Traduction Antoine Vitez

Dramaturgie

Jean-Marie Piemme

Décor Didier Payen

Costumes  Anna Van Bree

Maquillages

Jean-Pierre Finotto

Assistanat à la mise en scène  Pol Mareschal

Lumières et mise en scène 

Philippe Sireuil

Production

THÉÂTRE VARIA, FERME DU BUISSON DE MARNE-LA-VALLÉE, LES GÉMEAUX/SCEAUX, CONSEIL GÉNÉRAL DES HAUTS DE SEINE & COMÉDIE DE GENÈVE.

avec la participation du jeune  théâtre national







 
 

“ Quelles seront donc les particularités de votre mise en scène ?

En quoi se distinguera-t-elle de celles qui l'ont précédée

récemment ? Quels traits allez-vous souligner ? Que

cherchez-vous à raconter au travers de cette pièce ? Pourquoi

encore une fois La mouette ? ” Les questions me laissent pantois,

tétanisé presque, et à chaque fois, il me semble que je ne peux

que décevoir mon interlocuteur. Voilà huit semaines qu'ont

commencé les répétitions, et toujours cette même sensation - ô

combien dangereuse je le sais bien - d'une évidence qui me

refuse toute explication intelligible, docte, réfléchie. “Je me

débats encore dans un chaos de rêves et d'images, ne sachant

à quoi ni à qui cela peut servir” dit Treplev : souffrance et

morosité en moins, me voilà toujours au même stade que

lui. Et pourtant, cette pièce, il me semble bien la connaître,

d'avoir depuis longtemps vécu avec elle. La première fois

que j'en ai entendu parler, je devais avoir onze ou douze

ans ; ma soeur aînée rentrait toute bouleversée d'une

représentation à laquelle elle avait assisté en matinée

scolaire. Plus tard, très jeune homme, j'ai lu

La mouette ; puis relu. Sans doute est-ce la pièce

de tout le répertoire que j'ai le plus souvent

parcourue, tantôt suivant respectueusement

la chronologie des actes, tantôt au détour d'une scène piquée au

hasard des pages écornées.

Aujourd'hui, je mets en scène La mouette.

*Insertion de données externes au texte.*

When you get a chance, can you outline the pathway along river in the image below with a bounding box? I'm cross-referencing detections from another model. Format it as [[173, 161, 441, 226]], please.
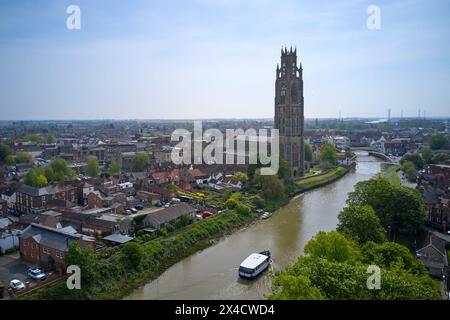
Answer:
[[126, 152, 381, 300]]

La phrase est limpide, mais je bute sans cesse pour poursuivre, comme si le simple énoncé du titre de cette pièce maintes fois mise en scène - et par les plus grands - maintes fois commentée, disséquée, m'empêchait d'articuler tout point de vue, de rédiger toute note d'intention, toute ébauche de projet dramaturgique, intimidé que je suis dans l'approche de ce texte matrice du théâtre européen du vingtième siècle et de l'écriture contemporaine. “Il faut des formes nouvelles. Des formes nouvelles, oui, et s'il n'y en a pas, mieux vaut rien du tout” dit Treplev. Quinze années plus tôt, j'aurais suivi aveuglément cette ligne de conduite, persuadé que j'étais de la “mission” que je m'étais dévolue et sans doute alors aurais-je pu avoir le “discours sur” tant réclamé. Mais voilà, le temps a passé et à cette exigence pubère qui s'est effacée, d'autres se sont ajoutées, plus souterraines, plus essentielles sans doute, mais qui résistent à la publication. J'emprunterai donc à Tchekhov lui-même : “Il faut rendre les souffrances comme elles s'expriment dans la vie, c'est-à-dire non avec des gestes, des mains et des pieds, mais avec une simple intonation, un regard. Pas de gestes, mais de la grâce.” écrit-il à Olga Knipper. Pas de gestes, mais de la grâce. “Allez-vous débrouiller avec ça !”  me dit péremptoirement Medvedenko l'instituteur. Pas de gestes, mais de la grâce: la formule est belle, c'est vrai, mais qu'en faire dans l'espace concret du plateau ? “Dans une pièce, il doit y avoir forcément de l'amour”, me souffle Nina. Et Dorn, le docteur qui pérore : “Seul est beau ce qui est sérieux.” “Tout ça, c'est des sottises.” affirme Macha. Bref, je mets en scène La mouette. “Et voilà tout” ricane Sorine.